I’m a big fan of personal WiFi devices and they have saved my ass so many times when traveling. I wrote a full review of the top travel WiFi devices you can read here. I personally use GlocalMe as I can either pop in a physical sim card or use their local carrier.
With regards to my phone connection, I use e-sims while traveling, so rather than having to swap out my regular sim card I can download the app and buy a virtual sim card. I recommend using either Airhub or Alosim. Both have great coverage of multiple countries and are very easy to use.
🛏️ What is the best platform to use for booking accommodation?
The 3 best platforms that I normally use are Booking.com, Hotels.com, and Expedia. They offer great deals and multiple options. I always check all three to be sure of the best deals. However, Agoda is highly recommended in Thailand and it has the most selection.
🛅 Do you have any luggage recommendations for traveling?

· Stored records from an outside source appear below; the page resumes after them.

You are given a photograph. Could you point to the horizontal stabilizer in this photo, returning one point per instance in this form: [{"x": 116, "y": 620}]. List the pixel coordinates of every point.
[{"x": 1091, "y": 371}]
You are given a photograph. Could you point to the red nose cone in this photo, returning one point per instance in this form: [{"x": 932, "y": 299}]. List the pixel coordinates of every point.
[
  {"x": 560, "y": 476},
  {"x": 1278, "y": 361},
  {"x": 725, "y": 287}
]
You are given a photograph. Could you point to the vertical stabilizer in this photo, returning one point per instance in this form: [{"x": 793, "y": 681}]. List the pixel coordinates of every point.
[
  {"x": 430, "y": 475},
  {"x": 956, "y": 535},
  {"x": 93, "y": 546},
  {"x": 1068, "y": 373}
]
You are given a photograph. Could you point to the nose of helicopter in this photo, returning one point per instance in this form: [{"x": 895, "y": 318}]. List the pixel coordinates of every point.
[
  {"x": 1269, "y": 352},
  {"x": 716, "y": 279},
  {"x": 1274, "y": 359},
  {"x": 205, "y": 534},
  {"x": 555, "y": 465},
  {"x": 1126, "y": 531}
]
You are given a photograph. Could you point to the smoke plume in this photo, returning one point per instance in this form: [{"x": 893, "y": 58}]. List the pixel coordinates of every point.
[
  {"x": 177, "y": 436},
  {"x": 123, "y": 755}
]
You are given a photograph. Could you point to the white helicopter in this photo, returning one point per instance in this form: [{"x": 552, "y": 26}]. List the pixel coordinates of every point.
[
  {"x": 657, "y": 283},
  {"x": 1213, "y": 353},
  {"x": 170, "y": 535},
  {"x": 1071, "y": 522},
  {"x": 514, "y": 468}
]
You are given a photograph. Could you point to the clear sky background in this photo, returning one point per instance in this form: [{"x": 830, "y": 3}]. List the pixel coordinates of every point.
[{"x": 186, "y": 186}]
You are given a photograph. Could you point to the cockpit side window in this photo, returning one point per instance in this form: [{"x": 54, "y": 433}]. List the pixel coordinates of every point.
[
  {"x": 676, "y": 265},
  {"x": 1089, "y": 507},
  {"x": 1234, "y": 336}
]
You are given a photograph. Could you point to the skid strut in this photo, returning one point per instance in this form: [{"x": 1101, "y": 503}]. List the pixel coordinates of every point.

Thailand has a pretty epic rainy season so it’s best to try and avoid that as all costs as the rains will make traveling so much more difficult.
Therefore the best time to visit Thailand is during the dry season between November and February when the climate is relatively cool and dry (25-32°C).
I visited in December and was there over Christmas and New year. During this time you will see prices rise and flights can double. So, if you are on a budget then avoided traveling in December.
If you want to go one better than Lonely Planet and you are al woman traveling solo then ditch the generic guide books and get this instead. It’s written by a woman who has traveled extensively and lived in Thailand for women. You really couldn’t find a better companion. Than The Solo Girl’s Travel Guide.
You may not want this before your trip. But trust me, when you get back from Thailand all you are going to be thinking about is Thai food. I love this book and use it to try and recreate some of my favorite recipes whenever I get the craving!